Neuroscience-Inspired Perception, Navigation, and Spatial Awareness for Autonomous Robots

Project sponsored by the Office of Naval Research (ONR)

State-of-the-art Autonomous Vehicles (AVs) are trained for specific, well-structured environments and, in general, would fail to operate in unstructured or novel settings. This project aims at developing next-generation AVs, capable of learning and on-the-fly adaptation to environmental novelty. These systems need to be orders of magnitude more energy efficient than current systems and able to pursue complex goals in highly dynamic and even adversarial environments.

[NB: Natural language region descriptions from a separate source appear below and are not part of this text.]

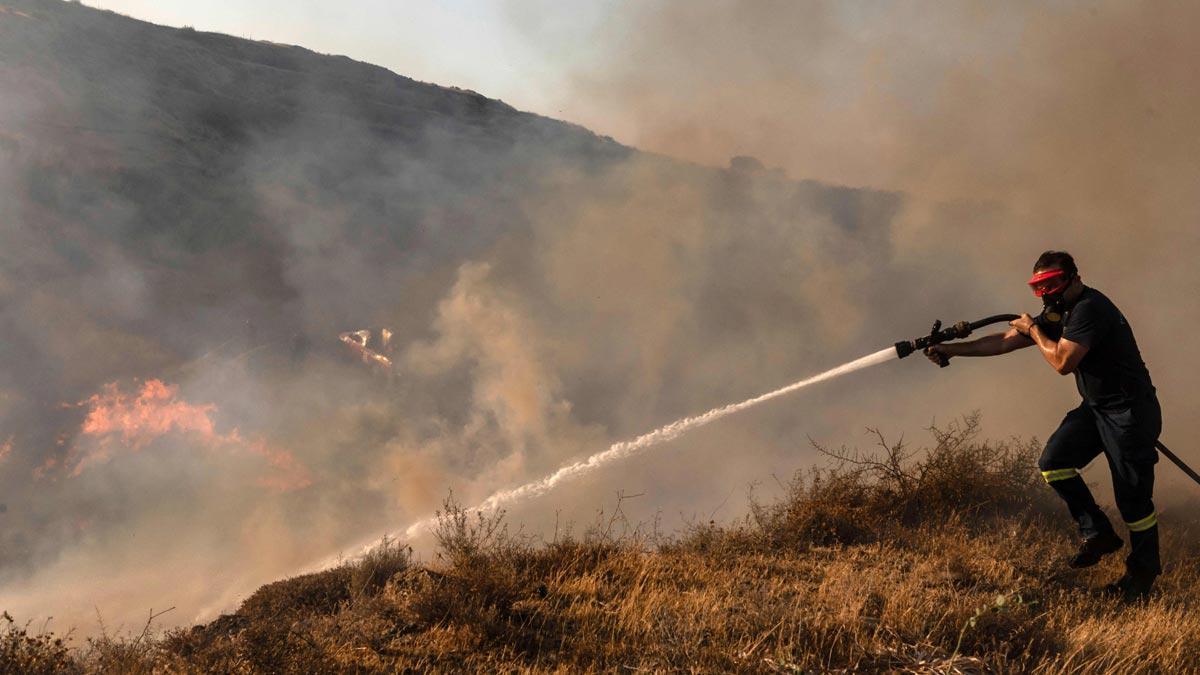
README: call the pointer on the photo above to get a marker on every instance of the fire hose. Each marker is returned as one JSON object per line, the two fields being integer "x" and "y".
{"x": 961, "y": 329}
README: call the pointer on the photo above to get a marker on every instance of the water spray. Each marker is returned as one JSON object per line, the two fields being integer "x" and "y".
{"x": 628, "y": 448}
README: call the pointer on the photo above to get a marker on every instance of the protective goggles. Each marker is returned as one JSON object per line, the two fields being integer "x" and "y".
{"x": 1049, "y": 282}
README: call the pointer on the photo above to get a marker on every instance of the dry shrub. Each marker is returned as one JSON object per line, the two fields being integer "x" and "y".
{"x": 903, "y": 561}
{"x": 22, "y": 652}
{"x": 880, "y": 495}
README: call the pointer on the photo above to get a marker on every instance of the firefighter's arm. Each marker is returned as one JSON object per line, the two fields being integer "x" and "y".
{"x": 1062, "y": 354}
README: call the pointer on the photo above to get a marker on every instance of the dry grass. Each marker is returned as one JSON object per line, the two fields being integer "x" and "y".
{"x": 939, "y": 561}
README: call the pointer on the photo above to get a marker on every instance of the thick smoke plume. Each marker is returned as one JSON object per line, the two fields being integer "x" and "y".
{"x": 189, "y": 222}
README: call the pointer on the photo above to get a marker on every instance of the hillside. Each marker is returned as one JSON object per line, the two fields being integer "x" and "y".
{"x": 191, "y": 227}
{"x": 190, "y": 220}
{"x": 946, "y": 560}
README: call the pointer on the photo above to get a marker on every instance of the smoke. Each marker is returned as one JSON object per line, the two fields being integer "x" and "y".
{"x": 1009, "y": 127}
{"x": 550, "y": 292}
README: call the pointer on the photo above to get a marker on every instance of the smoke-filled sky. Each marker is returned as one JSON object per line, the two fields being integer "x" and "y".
{"x": 178, "y": 436}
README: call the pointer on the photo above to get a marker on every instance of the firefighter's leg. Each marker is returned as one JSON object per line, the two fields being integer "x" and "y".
{"x": 1072, "y": 447}
{"x": 1137, "y": 506}
{"x": 1129, "y": 446}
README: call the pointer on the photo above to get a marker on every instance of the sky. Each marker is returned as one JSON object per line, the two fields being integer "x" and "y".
{"x": 1002, "y": 129}
{"x": 475, "y": 45}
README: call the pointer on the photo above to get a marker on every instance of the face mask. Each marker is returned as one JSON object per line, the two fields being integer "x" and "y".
{"x": 1051, "y": 286}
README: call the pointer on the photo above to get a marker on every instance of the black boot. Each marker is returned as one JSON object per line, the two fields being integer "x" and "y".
{"x": 1095, "y": 548}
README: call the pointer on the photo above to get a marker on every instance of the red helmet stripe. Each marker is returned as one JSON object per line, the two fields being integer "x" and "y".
{"x": 1045, "y": 276}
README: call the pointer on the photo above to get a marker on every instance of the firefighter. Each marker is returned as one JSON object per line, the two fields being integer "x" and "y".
{"x": 1083, "y": 333}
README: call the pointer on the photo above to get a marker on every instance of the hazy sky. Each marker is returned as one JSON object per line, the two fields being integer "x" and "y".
{"x": 468, "y": 43}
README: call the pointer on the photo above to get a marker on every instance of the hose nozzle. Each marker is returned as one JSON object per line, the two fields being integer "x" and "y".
{"x": 937, "y": 335}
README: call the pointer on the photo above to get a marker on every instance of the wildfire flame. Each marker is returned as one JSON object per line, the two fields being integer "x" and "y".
{"x": 360, "y": 344}
{"x": 118, "y": 422}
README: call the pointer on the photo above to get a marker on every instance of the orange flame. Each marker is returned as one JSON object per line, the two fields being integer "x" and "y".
{"x": 156, "y": 411}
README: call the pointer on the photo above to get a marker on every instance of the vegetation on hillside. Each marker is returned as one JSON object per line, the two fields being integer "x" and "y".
{"x": 941, "y": 560}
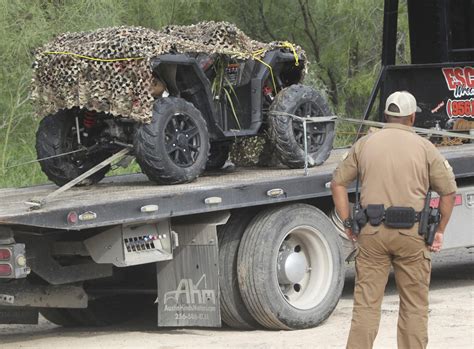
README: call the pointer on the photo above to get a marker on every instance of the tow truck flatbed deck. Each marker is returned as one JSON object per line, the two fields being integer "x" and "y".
{"x": 119, "y": 199}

Biological organisms exhibit the capabilities envisioned for next-generation AVs. From insects to birds, rodents and humans, one can observe the fusing of multiple sensor modalities, spatial awareness, and spatial memory, all functioning together as a suite of perceptual modalities that enable navigation in unstructured and complex environments. With this motivation, the project will leverage deep neurophysiological insights from the living world to develop new neuroscience-inspired methods capable of achieving advanced, next-generation perception and navigation for AVs. The project will advance a science of autonomy, which is critical in enhancing DoD capabilities to execute missions using ground, sea, and aerial AVs.

The project’s multidisciplinary team of investigators includes renowned researchers from Boston University, the Massachusetts Institute of Technology, and five Australian-based universities collaborating on the allied AUSI-MURI Project. This research team combines experts in robotics and engineered systems with experts in neuroscience and brings technical approaches originating in the fields of control theory, computer science, robotics, computational intelligence, machine learning, mathematics, neuroscience, and cognitive psychology. Their synergy will lead to neurobiologically-inspired methods enabling breakthroughs in autonomy and robotics research.  The project is led by Ioannis (Yannis) Paschalidis, director of the Center for Information and Systems Engineering, and professor in the College of Engineering at Boston University.

Research activities are organized around four tightly coupled thrusts:

Thrust I activities consist of observing and recording animal and human spatial awareness and navigation capabilities, correlating these with neuronal activity, and developing explanatory/predictive computational models. Experiments will involve rodents, ants, and humans. Human studies will use non-invasive functional Magnetic Resonance Imaging (fMRI) recordings.

Thrust II will develop neurobiologically-inspired methods for perception to enable goal-directed navigation. It will incorporate semantic representations, control actions to enhance perception (e.g., vision angle), metrics of information gain, detecting changes in the environment, and visual place perception. A key output of this thrust will be a suite of perceptive features to be used for developing autonomous navigation capabilities.

Thrust III will develop next-generation AV capabilities via unified knowledge representation, control, and learning strategies. The research will use features from Thrust II, determine how to represent the environment and past experiences, develop methods to extract navigation control policies from animal and human observations, and optimize these policies to achieve autonomous goal-directed navigation in new settings.

Thrust IV will leverage a plethora of experimental testbeds at participating institutions to design experiments that match animal/human experiments under Thrust I. The purpose is to test the effectiveness and efficiency of methods developed under the project in laboratory and real-world settings. Lessons from this Thrust will provide feedback to methodology development and motivate additional biological experiments.